Remember how ObamaCare was going to make health insurance unaffordable? Remember as recently as March of this year, when conservatives were celebrating claims that the cost of coverage would double or even triple in parts of the country?

The exchanges are now open, and according to data compiled by PricewaterhouseCooper, five additional insurers have entered the Georgia market and are offering health-insurance policies for 2015. Thanks in part to the increased competition, the median premium increase in 2015 for Georgia is ... 3 percent.

Three percent.

For the sake of comparison, the Commonwealth Fund reports that the cost of individual coverage in Georgia rose by 41 percent from 2003-2011; for family coverage, it rose by 62 percent.

And while we're at it, let's also check to see what a major national health-benefits consulting firm is telling its corporate customers about the future of health-care costs:

"Health benefit plan cost trend rates show the slowest growth in 14 years of trend forecasts, according to data compiled in the 2014 Segal Health Plan Cost Trend Survey, Segal Consulting's seventeenth annual survey of managed care organizations, health insurers, pharmacy benefit managers and third-party administrators."

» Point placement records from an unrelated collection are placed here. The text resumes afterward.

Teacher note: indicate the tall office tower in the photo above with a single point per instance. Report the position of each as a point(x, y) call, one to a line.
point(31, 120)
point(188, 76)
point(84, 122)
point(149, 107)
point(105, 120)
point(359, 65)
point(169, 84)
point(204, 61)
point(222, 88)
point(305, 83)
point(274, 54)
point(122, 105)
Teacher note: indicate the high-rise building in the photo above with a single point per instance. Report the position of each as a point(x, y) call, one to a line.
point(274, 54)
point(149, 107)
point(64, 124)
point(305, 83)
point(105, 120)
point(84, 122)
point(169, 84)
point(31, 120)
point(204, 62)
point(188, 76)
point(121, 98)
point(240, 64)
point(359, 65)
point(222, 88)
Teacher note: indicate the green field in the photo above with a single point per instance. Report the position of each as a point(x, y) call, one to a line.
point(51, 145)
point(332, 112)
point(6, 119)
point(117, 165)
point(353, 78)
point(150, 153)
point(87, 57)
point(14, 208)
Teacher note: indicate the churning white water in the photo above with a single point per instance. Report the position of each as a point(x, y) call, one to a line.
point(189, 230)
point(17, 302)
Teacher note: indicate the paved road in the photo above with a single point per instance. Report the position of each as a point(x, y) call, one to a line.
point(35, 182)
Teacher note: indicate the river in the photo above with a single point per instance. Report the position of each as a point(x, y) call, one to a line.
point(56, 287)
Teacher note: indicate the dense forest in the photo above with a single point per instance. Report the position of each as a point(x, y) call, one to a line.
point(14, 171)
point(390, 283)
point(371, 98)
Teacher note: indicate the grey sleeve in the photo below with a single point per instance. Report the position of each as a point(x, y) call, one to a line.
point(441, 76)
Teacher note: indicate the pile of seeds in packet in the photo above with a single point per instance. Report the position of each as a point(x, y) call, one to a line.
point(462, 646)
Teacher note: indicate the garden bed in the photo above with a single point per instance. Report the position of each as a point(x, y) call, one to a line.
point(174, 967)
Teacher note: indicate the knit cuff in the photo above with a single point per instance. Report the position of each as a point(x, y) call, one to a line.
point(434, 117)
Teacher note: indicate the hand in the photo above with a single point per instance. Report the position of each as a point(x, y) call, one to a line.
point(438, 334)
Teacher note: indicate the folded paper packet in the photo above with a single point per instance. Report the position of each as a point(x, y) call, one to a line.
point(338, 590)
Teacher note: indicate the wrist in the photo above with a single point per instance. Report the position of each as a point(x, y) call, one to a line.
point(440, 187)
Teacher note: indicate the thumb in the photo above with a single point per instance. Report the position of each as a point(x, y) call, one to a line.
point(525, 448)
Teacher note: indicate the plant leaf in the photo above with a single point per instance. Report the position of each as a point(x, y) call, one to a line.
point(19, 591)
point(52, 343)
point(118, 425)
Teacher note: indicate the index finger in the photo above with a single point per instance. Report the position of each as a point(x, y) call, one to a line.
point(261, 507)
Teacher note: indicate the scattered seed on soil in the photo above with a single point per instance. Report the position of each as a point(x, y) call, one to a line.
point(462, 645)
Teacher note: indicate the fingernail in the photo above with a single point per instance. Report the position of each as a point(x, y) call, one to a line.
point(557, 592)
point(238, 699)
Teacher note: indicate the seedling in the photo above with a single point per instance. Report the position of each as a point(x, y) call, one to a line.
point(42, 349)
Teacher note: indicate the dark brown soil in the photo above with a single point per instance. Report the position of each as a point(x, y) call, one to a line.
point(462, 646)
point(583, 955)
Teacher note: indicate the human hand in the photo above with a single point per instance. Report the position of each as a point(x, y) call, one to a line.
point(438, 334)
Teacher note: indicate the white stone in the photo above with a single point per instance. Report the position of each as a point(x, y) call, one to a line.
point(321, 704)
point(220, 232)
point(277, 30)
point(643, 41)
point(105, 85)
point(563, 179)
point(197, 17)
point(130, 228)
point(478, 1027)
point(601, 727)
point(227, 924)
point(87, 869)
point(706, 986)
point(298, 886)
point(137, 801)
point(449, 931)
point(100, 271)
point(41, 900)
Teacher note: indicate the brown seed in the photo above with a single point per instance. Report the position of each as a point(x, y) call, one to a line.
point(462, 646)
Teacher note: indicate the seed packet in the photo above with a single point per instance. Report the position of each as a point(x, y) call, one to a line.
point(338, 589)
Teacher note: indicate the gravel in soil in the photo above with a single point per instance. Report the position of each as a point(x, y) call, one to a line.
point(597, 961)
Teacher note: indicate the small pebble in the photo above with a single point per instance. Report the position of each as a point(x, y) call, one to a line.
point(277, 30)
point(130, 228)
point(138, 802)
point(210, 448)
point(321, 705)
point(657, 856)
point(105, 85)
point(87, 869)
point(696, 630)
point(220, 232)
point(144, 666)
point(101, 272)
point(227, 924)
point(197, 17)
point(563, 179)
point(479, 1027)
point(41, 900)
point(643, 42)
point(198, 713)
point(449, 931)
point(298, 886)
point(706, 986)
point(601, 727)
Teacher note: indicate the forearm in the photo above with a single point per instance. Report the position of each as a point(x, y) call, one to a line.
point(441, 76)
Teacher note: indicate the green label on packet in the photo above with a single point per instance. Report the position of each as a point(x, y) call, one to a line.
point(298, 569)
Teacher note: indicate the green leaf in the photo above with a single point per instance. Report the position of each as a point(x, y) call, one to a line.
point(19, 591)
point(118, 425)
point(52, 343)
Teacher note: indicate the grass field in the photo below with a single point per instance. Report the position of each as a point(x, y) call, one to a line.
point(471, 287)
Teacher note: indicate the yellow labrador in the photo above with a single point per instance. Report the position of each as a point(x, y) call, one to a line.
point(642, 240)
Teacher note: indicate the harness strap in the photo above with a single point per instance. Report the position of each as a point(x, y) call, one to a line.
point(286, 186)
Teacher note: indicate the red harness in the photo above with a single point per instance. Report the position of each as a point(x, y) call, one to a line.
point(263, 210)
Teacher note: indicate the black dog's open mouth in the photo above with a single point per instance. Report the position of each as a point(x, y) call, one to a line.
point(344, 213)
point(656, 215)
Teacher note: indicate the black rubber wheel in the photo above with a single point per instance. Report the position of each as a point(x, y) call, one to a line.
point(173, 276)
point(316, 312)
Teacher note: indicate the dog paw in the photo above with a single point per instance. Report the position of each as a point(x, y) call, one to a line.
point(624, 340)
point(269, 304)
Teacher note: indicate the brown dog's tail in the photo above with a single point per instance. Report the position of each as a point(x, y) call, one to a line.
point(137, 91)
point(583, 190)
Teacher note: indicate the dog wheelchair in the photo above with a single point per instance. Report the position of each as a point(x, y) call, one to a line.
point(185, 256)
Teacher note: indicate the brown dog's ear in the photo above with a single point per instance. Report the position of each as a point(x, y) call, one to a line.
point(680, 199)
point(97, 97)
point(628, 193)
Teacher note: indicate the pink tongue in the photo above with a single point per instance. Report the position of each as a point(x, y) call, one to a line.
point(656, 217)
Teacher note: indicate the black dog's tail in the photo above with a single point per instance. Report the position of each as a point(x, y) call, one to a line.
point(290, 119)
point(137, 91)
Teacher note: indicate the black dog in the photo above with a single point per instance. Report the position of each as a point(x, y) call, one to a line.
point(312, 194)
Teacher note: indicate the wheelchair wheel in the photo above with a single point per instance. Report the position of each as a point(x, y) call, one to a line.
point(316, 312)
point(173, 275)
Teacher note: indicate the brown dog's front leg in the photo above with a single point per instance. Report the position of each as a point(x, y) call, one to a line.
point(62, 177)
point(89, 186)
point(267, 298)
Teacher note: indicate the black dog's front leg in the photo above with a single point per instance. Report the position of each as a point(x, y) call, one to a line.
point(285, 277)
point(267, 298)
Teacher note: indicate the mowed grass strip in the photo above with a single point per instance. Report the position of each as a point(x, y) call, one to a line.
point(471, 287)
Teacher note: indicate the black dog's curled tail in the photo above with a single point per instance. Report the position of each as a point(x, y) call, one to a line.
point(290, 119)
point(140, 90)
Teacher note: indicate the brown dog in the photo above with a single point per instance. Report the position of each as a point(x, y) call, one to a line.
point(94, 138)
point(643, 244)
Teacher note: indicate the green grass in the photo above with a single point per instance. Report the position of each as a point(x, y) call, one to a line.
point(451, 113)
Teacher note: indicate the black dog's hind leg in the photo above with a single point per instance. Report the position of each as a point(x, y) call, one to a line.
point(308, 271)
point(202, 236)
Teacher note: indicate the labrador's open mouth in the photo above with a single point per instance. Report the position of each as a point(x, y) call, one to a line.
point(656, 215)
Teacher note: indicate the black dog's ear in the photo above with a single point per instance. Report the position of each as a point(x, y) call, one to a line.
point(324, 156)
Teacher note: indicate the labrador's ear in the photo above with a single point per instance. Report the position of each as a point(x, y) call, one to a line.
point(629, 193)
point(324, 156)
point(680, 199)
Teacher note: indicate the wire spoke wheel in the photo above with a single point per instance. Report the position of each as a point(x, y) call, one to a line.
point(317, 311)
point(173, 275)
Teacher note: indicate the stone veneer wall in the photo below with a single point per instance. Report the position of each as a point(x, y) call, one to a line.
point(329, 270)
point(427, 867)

Again, these assessments aren't coming from the White House or from Democrats or even the "liberal media". These are private-industry, third-party assessments of what's really happening in the health-insurance market. All of those claims of a "death spiral" in health insurance and other alleged disasters said to be looming have been proved groundless.

And there have been others as well, of course.

Remember when ObamaCare -- the catch phrase for a while was "job-killing ObamaCare" -- was going to destroy the American economy -- the same economy that has added some 2.6 million jobs in the past year, including 250,000 in health care?

Remember when Obama was going to lead to fewer Americans being covered by health insurance, but in fact has led to an increase of 10 million to 12 million with health insurance? In Arkansas, one of the few Southeastern states to have accepted Medicaid expansion, "uninsured ER visits decreased by 24 percent, and uninsured hospital stays dropped 30 percent," easing financial pressure on hospitals and also easing the cost-shifting for providing care to the uninsured onto those with private insurance.

That may help to explain why in 2015, the average price of an individual policy in Arkansas actually fell by 2 percent.

These days, the standard conservative rebuttal to such facts is two words: "Jonathan Gruber." The MIT economist who designed RomneyCare in Massachusetts and consulted in the creation of ObamaCare has become a folk anti-hero for his crude, elitist description of the American people as "stupid" in past videotaped comments.

Gruber's academic arrogance aside, the willful misinterpretation of the content of his remarks by conservatives has been pretty astonishing, even though it shouldn't be. (If you want a good explanation, go here.) But what I find most amazing about the whole faux controversy is how much of it has come from the very people who at the time of ObamaCare's passage were peddling a line of malarkey that treated the American people is if they were dumber than dirt.

Yes, I'm talking about "death panels".

It started with Sarah Palin, at the time time fresh off her role as the GOP's 2008 vice presidential nominee, who claimed that under ObamaCare, her son with Down Syndrome might be judged unworthy of getting health care "based on a subjective judgment of their ‘level of productivity in society.'"

"Such a system is downright evil," she said, and the absurd claim quickly became part of the Republican mainstream.

Remember John Boehner, warning that "this provision may start us down a treacherous path toward government-encouraged euthanasia..."? Remember Sen. Charles Grassley, in an Iowa town hall meeting, telling constituents that people "have every right to fear ... We should not have a government program that determines you're going to pull the plug on Grandma."

Remember the conservative media comparing ObamaCare to Nazi efforts at mass euthanasia of the elderly and disabled?

Nothing said by an obscure MIT academic can compare to the cynicism, gross deception and insult to the intelligence of the American people carried out back then by many of the same political and media figures now claiming to be shocked by Gruber.  The most depressing thing about the whole mess is that as recently as 2012, four in 10 Americans said they believed the "death panels" were actually real.